CatalaLang / catala

Programming language for literate programming law specification

Home Page:https://catala-lang.org

Geek Repo:Geek Repo

Github PK Tool:Github PK Tool

Collection syntax conflicts

AltGr opened this issue · comments

The parsing issue

Current state

Among our adhoc syntaxes for collection operations, two are a source of trouble for the implementation:

  • x among some_list such that x > 1 (the result of which is a list)
  • x among some_list such that x*x is maximum or if list empty then 0 (the result of which is a single element)

Without entering into details, this is due to the fact that they start with a variable name, so when you first see the x you don't know yet if it needs to be parsed as the expression x (e.g. in x + x) or as an identifier for one of the forms above ; and having this ambiguity that can only be decided later is a problem for parsing.

Why it's a problem

For now it works because it's just a single variable, but it breaks if we want to add anything more complex, like for example a pair (x, y), which is now allowed for other list operations (forms like (x * y) for (x, y) among (list1, list2)).

In the future we intend to further extend this and allow more complex forms, like maybe nested structures (it could be the same as in match patterns);

Proposed solutions

A workaround

For tuples, a trick to make it possible can be done (allow an expression instead of x, and check that it has the correct format later on).

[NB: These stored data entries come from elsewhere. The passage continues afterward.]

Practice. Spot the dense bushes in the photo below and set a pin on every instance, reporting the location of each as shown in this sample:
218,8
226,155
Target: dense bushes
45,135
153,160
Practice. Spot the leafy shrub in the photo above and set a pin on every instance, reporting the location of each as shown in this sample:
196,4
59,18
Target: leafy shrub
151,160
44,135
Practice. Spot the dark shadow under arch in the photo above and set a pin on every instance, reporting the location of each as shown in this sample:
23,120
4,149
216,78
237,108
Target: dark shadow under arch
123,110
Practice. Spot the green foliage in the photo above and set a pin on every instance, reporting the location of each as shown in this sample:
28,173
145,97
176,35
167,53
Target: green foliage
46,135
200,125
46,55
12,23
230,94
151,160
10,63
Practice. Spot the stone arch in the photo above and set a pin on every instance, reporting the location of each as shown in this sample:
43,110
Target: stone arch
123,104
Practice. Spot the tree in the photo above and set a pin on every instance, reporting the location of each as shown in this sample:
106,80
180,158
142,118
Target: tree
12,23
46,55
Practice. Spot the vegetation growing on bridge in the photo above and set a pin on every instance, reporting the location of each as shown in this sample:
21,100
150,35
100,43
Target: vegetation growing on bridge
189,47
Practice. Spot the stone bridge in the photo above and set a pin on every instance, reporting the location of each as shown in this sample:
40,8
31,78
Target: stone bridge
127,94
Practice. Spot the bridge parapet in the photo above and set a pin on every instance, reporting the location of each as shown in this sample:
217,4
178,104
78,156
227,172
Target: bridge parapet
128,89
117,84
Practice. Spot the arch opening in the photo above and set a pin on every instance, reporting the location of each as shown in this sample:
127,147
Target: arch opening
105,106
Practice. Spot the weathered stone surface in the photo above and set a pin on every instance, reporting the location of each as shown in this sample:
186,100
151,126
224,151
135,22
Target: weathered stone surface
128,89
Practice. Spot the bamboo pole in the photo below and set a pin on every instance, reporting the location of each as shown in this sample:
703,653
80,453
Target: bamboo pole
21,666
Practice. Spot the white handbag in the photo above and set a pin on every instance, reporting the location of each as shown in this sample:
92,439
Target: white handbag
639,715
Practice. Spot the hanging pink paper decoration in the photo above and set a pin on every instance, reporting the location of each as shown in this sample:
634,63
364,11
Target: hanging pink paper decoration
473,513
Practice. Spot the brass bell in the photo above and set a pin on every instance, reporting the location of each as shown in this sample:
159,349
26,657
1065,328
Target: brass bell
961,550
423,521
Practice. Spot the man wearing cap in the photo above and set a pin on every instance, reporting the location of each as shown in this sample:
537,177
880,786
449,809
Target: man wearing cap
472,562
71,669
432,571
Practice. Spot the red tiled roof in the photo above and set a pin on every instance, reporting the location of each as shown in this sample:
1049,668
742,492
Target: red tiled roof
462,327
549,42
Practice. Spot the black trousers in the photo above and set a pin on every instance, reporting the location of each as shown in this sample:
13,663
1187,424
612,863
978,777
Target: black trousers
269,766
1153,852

However, it won't scale to more complex patterns.

Syntax update

(which if decided should rather be done earlier than later)

Adding a keyword in front of the x would be enough to avoid the ambiguity and solve the problem. But we'd rather avoid adding too many new keywords to the language.

Proposition 1

Use let:

  • let x among some_list such that x > 1
  • let x among some_list such that x * x is maximum or if list empty then 0

Personally I find this a bit confusing with the let x equals ... in ... form, but I am not sure how well that reads ?

Proposition 2

Reuse words from type definitions:

  • list of x among some_list such that x > 1
  • content of x among some_list such that x * x is maximum or if list empty then 0

What do you think ?

Very likely to help for #452 as well

In its meeting of February 13th, 2024, the syntax committee picked decision 2 with the caveat that the committee might decide to add filter as a keyword later, in which case this decision should be revisited.

Last minute proposal (only if suddenly it's found to be 10x better ?), for the first case only:

  • all x among some_list such that x > 1

A few remarks gathered after porting our examples to the new syntax:

  • the most frequent use was of the form number of (x among some_collection such that some_condition of x), which are now number of (list of x among some_collection such that some_condition of x), which works but is a little verbose (note that the parens can be removed).
  • For the case where this was directly followed by >= 1, I took the liberty to replace by exists x among some_collection such that some_condition of x ; except when the legal text explicitely said "1 or more" or similar. Do we actually need the exists notation ?
  • In lots of cases, some_condition is actually a function. As a functional programmer I would be very tempted to, instead of list of x among some_collection such that condition of x, get rid of the repeated x and write something much more concise in the lines of some_condition among some_collection. Probably not worth adding one more syntax though.

For an example in french, that last proposal would allow the following change:

      nombre de (liste de enfant parmi enfants_à_charge
                 tel que droit_ouvert_forfaitaire de enfant)
 # into
      nombre de droit_ouvert_forfaitaire parmi enfants_à_charge
* For the case where this was directly followed by `>= 1`, I took the liberty to replace by `exists x among some_collection such that some_condition of x` ; except when the legal text explicitely said "1 or more" or similar. Do we actually need the `exists` notation ?

You can code exists with number of (<filtered list>) > 0 indeed but exists better conveys what you want to do in some contexts I think.

* In lots of cases, `some_condition` is actually a function. As a functional programmer I would be very tempted to, instead of `list of x among some_collection such that condition of x`, get rid of the repeated `x` and write something much more concise in the lines of `some_condition among some_collection`. Probably not worth adding one more syntax though.

I don't think we want lawyers to ponder on the concept of eta-expansion too much. Always providing function parameters explicitly sounds like a good thing, even if more verbose.